The Imperial Bursary is not available for:

  • Overseas students
  • EU students
  • Students not in attendance (resitting only, or repeating part of the year)
  • Graduate entry students (Final year MBBS A109 students are now eligible for the Imperial Bursary)

Other students

  • If you are spending a year studying abroad, you are eligible for 15% of the Imperial Bursary for that year
  • If you are spending a year in industry, you are assessed for the Imperial Bursary on a case-by-case basis
  • If you are spending an intercalated year at Imperial, you are eligible for the bursary rate of the year you started at your home university
  • If you are repeating the full year, you are eligible for the bursary if you are eligible for statutory Government (SFE or regional body) funding for your ‘plus one’ year of funding or a Compelling Personal Circumstances year of funding.

I'm an MBBS Medicine student. Is my bursary awarded differently?

We have recently expanded our bursary scheme so that eligible students on the MBBS Medicine programme can receive the Imperial Bursary for each year of their six year course.

I'm a care leaver/estranged student. How am I affected?

Care leavers and estranged students who are eligible for an Imperial Bursary are offered the chance to receive their first payment two months earlier than the first payment date (7 November 2021).

Hear from our bursary recipients

"Receiving the Imperial Bursary made a huge difference to me. Without it, I wouldn't be able to afford the extracurricular parts of my course which can be quite useful.

In my third year, I organised an elective with one of the orthopaedic surgeons I'd met, up in Barnsley in North England. For me to go and spend a week with him cost around £400 pounds, because I had to pay for the train and accommodation. 

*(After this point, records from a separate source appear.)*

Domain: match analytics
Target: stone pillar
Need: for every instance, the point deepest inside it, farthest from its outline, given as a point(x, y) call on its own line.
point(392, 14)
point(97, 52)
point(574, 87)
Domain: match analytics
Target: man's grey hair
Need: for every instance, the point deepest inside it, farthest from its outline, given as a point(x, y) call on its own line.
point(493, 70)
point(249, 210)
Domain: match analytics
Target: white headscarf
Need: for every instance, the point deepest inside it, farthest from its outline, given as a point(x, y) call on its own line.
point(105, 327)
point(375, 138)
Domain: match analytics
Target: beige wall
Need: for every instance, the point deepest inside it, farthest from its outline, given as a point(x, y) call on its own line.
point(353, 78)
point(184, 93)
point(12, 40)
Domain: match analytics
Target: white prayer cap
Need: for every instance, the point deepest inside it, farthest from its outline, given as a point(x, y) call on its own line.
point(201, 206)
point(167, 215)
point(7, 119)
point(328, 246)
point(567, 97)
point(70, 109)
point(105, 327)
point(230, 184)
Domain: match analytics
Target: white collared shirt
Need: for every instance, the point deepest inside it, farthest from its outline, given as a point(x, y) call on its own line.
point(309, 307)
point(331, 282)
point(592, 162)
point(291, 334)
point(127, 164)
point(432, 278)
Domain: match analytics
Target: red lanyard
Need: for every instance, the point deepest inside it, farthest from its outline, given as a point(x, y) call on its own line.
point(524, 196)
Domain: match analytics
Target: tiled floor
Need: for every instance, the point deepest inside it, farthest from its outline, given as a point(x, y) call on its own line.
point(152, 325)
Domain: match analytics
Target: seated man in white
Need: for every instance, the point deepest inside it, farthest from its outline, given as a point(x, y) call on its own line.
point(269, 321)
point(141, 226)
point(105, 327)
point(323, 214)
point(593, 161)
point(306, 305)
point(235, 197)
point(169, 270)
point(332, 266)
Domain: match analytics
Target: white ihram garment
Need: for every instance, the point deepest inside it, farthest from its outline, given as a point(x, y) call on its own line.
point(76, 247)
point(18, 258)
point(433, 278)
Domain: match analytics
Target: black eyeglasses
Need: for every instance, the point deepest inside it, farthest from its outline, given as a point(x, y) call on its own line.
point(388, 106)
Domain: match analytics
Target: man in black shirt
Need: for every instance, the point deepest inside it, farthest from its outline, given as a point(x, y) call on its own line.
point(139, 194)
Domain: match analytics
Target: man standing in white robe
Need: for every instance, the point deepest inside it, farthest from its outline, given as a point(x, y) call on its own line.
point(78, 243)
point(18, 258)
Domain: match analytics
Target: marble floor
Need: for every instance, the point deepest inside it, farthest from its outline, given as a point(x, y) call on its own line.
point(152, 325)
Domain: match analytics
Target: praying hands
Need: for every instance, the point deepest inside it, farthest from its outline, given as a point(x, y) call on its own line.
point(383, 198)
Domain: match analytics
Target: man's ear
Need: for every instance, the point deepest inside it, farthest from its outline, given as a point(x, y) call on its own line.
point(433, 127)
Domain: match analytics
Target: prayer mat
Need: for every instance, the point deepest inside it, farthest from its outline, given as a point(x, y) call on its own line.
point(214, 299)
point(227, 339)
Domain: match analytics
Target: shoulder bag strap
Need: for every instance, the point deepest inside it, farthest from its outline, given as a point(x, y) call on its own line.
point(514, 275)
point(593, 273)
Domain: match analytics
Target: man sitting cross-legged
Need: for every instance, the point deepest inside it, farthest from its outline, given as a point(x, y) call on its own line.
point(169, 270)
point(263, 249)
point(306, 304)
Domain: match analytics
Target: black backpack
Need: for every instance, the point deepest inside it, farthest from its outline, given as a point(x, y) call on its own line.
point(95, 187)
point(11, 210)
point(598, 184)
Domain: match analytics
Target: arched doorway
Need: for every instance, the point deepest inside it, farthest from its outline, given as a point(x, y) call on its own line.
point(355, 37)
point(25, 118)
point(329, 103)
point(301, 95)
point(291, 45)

Obviously, no student is forced to pay for this stuff but it does give you an advantage. So it's definitely been beneficial to have the bursary."

Abeku, Medicine 

"Applying for the bursary is simple. You just tick a box on student finance to say that you want the university to see your income and they contact you if you're eligible.
You can choose to get a sum of money into your bank account every month or have it go towards your accommodation costs or tuition fees.
I chose to have it as monthly income for my living costs. It's meant that I haven't had to take on a part-time job during university so I can focus solely on my studies."

Emilia, Geology

"In my second year, my family had some money troubles and I messed up because I didn't reapply for student finance, where you have to submit your parents’ income. 
I received the Imperial Bursary and it came right in time, luckily. So I was able to help my mum out with the rent and that sort of stuff.
The bursary has been so helpful; it has been a lifeline for sure. Without it, I wouldn't have been able to carry on - I probably would have had to stop my studies at that point."